Dressing the part of the kind of entrepreneur you want to be and feel like — whatever that means in your particular case, and in the context of the specific industry you are operating within — can potentially have a massive impact on how much you feel like you belong where you are, and doing what you are, day by day.
Very few professionals are likely to be accomplished and naturally confident enough that they wouldn’t feel thrown off balance if they tried to take important supplier phone calls while wearing their pyjamas and a pair of furry slippers.
Think of the kind of energy and persona that you want to embody, and dress in a way that helps you to step into that role and to feel more authentic about it.
Stick to a set schedule and keep your working life organised
One issue that afflicts entrepreneurs fairly often — especially new ones — is that they find that their professional lives become a lot less organised, particularly with regards to things like keeping up a regular working schedule, than they were before.

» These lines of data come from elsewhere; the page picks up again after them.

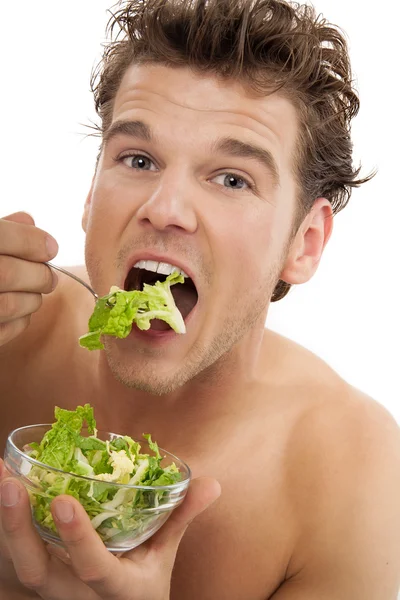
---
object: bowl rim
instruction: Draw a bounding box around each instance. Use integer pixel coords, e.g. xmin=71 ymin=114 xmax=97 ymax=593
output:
xmin=4 ymin=423 xmax=192 ymax=491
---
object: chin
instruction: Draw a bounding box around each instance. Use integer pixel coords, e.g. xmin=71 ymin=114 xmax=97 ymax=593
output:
xmin=105 ymin=343 xmax=191 ymax=396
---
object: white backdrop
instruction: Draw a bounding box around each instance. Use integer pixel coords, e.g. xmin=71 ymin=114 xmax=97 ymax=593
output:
xmin=0 ymin=0 xmax=400 ymax=422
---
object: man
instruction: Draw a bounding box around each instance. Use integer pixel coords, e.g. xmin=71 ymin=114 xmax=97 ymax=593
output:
xmin=0 ymin=0 xmax=400 ymax=600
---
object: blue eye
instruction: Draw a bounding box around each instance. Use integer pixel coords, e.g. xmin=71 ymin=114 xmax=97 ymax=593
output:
xmin=213 ymin=173 xmax=251 ymax=190
xmin=121 ymin=154 xmax=156 ymax=171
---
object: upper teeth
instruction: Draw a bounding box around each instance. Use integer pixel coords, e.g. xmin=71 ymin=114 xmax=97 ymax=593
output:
xmin=133 ymin=260 xmax=189 ymax=277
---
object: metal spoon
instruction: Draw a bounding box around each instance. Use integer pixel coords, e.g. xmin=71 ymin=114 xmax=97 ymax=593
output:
xmin=44 ymin=262 xmax=99 ymax=300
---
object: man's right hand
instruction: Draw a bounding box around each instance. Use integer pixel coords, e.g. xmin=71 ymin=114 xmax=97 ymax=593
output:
xmin=0 ymin=212 xmax=58 ymax=346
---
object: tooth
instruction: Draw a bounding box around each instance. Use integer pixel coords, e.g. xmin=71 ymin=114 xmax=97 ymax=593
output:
xmin=133 ymin=260 xmax=146 ymax=269
xmin=142 ymin=260 xmax=158 ymax=273
xmin=157 ymin=263 xmax=173 ymax=275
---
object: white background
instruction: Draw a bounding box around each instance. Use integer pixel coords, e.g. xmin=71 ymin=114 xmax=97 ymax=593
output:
xmin=0 ymin=0 xmax=400 ymax=421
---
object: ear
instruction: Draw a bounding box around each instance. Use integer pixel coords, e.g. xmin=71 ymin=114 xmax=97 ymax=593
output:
xmin=280 ymin=198 xmax=333 ymax=285
xmin=82 ymin=174 xmax=96 ymax=233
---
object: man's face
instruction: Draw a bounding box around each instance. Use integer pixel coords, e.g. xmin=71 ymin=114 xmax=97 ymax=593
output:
xmin=84 ymin=65 xmax=297 ymax=394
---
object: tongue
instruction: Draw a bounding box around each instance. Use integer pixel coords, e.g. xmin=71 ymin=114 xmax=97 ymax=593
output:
xmin=150 ymin=284 xmax=197 ymax=331
xmin=171 ymin=283 xmax=197 ymax=319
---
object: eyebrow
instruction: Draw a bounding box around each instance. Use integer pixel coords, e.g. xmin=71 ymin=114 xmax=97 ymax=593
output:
xmin=103 ymin=121 xmax=279 ymax=186
xmin=103 ymin=121 xmax=153 ymax=144
xmin=212 ymin=137 xmax=279 ymax=186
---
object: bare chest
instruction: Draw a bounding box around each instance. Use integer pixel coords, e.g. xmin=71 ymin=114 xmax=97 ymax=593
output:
xmin=171 ymin=436 xmax=294 ymax=600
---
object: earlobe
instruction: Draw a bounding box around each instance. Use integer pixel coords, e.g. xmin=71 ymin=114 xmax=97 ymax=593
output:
xmin=280 ymin=198 xmax=333 ymax=285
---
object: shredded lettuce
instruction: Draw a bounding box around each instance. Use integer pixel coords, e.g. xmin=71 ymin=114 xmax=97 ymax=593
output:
xmin=27 ymin=404 xmax=182 ymax=542
xmin=79 ymin=273 xmax=186 ymax=350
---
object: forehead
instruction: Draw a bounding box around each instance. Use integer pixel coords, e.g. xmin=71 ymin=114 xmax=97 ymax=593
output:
xmin=112 ymin=64 xmax=298 ymax=166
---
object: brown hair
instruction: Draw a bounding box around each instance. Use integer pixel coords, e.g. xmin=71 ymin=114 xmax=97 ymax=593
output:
xmin=91 ymin=0 xmax=374 ymax=301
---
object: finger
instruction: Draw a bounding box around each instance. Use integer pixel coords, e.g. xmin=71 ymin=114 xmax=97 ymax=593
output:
xmin=0 ymin=315 xmax=31 ymax=346
xmin=0 ymin=458 xmax=11 ymax=561
xmin=51 ymin=496 xmax=124 ymax=598
xmin=133 ymin=477 xmax=221 ymax=570
xmin=0 ymin=477 xmax=50 ymax=593
xmin=0 ymin=254 xmax=58 ymax=294
xmin=3 ymin=211 xmax=35 ymax=225
xmin=0 ymin=292 xmax=42 ymax=323
xmin=0 ymin=213 xmax=58 ymax=262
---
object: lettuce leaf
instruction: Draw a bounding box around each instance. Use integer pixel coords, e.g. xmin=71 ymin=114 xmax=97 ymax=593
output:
xmin=79 ymin=273 xmax=186 ymax=350
xmin=28 ymin=404 xmax=182 ymax=542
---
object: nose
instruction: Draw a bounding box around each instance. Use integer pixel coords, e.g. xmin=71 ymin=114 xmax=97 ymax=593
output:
xmin=136 ymin=175 xmax=197 ymax=233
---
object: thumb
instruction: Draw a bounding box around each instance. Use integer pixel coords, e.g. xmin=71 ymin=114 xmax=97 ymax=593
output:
xmin=141 ymin=477 xmax=221 ymax=569
xmin=2 ymin=212 xmax=35 ymax=225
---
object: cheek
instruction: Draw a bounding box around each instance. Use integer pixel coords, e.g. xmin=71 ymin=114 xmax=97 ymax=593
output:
xmin=219 ymin=210 xmax=277 ymax=282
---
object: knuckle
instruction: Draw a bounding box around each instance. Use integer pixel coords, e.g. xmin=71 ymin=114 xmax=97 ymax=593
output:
xmin=17 ymin=566 xmax=47 ymax=591
xmin=0 ymin=255 xmax=11 ymax=289
xmin=32 ymin=294 xmax=43 ymax=313
xmin=0 ymin=292 xmax=18 ymax=317
xmin=20 ymin=227 xmax=47 ymax=256
xmin=77 ymin=565 xmax=110 ymax=587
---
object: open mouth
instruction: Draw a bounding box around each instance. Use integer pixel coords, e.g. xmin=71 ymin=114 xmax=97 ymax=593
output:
xmin=124 ymin=260 xmax=198 ymax=330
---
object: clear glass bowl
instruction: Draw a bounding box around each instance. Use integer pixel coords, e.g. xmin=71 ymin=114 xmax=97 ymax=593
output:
xmin=4 ymin=425 xmax=191 ymax=553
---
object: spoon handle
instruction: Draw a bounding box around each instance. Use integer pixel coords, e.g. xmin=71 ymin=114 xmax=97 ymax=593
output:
xmin=44 ymin=262 xmax=98 ymax=300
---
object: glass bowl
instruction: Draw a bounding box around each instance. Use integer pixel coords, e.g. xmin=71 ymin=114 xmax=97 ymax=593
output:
xmin=4 ymin=424 xmax=191 ymax=553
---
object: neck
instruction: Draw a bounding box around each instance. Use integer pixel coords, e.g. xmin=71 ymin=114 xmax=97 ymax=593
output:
xmin=95 ymin=315 xmax=265 ymax=449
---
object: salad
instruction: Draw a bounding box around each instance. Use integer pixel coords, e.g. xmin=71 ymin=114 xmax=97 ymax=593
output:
xmin=79 ymin=272 xmax=186 ymax=350
xmin=24 ymin=404 xmax=182 ymax=542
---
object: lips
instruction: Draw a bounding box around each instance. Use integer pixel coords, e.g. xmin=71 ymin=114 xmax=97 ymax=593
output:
xmin=124 ymin=256 xmax=198 ymax=330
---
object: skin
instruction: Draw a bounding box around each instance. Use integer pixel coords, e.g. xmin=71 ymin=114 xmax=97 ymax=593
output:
xmin=0 ymin=66 xmax=400 ymax=600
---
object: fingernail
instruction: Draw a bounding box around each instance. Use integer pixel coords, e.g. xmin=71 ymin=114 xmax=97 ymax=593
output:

Clearly, becoming an entrepreneur means — in part — that you are your own boss and have the freedom to set your own hours, whether that means working primarily in the evenings, or during conventional business hours.
Generally speaking, though, ensuring that you stick to a consistent and organised schedule — ideally one that correlates with things like a healthy circadian rhythm — will help you to feel more reliable and more on top of things as a rule.
A consistent routine will also tend to make it easier for you to get into the right mindset to do your best work and enter “professional mode” on a regular basis.
Catalogue and celebrate your wins
As the name suggests, imposter syndrome is all about the feeling that you aren’t really the thing that you are trying to be — that, in the context of entrepreneurship, you aren’t actually up to the task of really managing a business.
Cataloguing and celebrating the wins that you experience along your entrepreneurial journey — even the relatively small ones — can potentially do a lot of good, by providing you with reference points that help to counteract the defeating narrative that you might otherwise find yourself being overwhelmed by.
Reminding yourself of projects that you accomplished, positive feedback you obtained, and more, can help you to remind yourself that you actually are the entrepreneur you claim to be, and are capable of rising to the occasion.
Challenge your limiting beliefs on a regular basis
Limiting beliefs take many different forms and can operate on many different levels — ranging from a subconscious belief that you are destined to fail at any complex endeavor you try out, to a belief that you’re faced by unconquerable obstacles.
Imposter syndrome is a limiting belief, and is usually backed up and reinforced by a range of additional limiting beliefs.
One good practice to get into is to challenge your limiting beliefs on a regular basis, and to consciously engage in an inner dialogue where you identify, question and push back against them.